Join GitHub today
Decentralized Libvirt #663
This patch moves KubeVirt's design from one that depends on a centralized libvirtd per a node, to one that uses a decentralized libvirtd per a VM pod.
With this new decentralized approach, each VM's qemu process now lives directly within the VM Pod's cgroups and namespaces which means that any storage/network devices in the Pod are available to the VM.
Cloud-init and Registry Disks
Generation and lifecycle management of ephemeral disks have moved from virt-handler to virt-launcher.
This data is now completely self contained (no shared host mounts) within the VM Pod, which means cleanup occurs automatically as a part of the kubelet tearing down the Pod's environment.
Notifications Server and Domain Informer
Previously virt-handler received events about lifecycle changes to a domain through a libvirt event callback.
Now virt-handler receives domain lifecycle events through its notification server. Virt-handler starts a notification server that listens on a unix socket. Each virt-launcher acts as a client to this notification server and forwards domain lifecycle events to it.
The virt-handler domain informer uses this notification server for its Watch function. The informer's List function iterates over every known virt-launcher present on the local host and requests the latest information about all defined domains.

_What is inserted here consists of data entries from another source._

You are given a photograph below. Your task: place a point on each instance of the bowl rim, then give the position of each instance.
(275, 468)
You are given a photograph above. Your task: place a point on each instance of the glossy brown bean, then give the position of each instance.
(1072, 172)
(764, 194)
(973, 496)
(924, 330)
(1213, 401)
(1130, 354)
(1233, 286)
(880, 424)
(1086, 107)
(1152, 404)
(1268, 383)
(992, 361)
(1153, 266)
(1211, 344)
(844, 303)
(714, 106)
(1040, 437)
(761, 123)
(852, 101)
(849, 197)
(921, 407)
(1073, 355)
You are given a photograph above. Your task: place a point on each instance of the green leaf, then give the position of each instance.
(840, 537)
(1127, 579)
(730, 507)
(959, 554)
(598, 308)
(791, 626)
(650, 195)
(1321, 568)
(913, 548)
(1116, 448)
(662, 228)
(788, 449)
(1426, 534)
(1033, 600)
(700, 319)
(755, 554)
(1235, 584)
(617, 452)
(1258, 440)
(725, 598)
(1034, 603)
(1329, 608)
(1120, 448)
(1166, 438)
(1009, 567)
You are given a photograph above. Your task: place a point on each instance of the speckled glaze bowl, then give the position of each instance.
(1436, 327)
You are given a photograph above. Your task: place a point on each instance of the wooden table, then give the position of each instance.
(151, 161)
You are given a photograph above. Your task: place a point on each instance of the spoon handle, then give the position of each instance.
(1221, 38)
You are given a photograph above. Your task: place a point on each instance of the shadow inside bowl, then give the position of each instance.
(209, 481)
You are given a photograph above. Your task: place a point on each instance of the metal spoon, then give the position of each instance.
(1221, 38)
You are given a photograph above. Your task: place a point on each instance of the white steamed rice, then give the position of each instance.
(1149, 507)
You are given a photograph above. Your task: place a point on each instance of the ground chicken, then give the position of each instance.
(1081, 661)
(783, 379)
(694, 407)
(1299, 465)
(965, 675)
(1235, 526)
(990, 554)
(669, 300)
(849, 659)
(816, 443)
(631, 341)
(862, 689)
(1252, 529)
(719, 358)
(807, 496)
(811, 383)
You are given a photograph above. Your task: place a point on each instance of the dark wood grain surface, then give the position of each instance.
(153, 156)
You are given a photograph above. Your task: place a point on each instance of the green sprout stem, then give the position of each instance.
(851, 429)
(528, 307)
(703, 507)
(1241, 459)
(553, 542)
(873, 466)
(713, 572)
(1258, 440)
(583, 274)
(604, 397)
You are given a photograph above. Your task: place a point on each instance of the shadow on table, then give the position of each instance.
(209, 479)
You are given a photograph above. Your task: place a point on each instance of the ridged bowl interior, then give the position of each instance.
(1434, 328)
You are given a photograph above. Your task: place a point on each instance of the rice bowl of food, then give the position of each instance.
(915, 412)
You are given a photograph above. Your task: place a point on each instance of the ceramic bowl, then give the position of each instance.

Virt-launcher Command Server
Each virt-launcher starts a command server that listens on a unix socket as part of the virt-launcher process's initialization.
By design, Virt-launcher has no connection to the k8s api server. The command server allows virt-handler to manage the VM's lifecycle by posting VM specs to virt-launcher to start/stop.
This command server is also how the virt-handler's Domain informer perform's its List function. There's a directory of unix sockets belonging to each virt-launcher. The domain informer List function iterates over each of these sockets and creates a cache of all the active domains on the local node.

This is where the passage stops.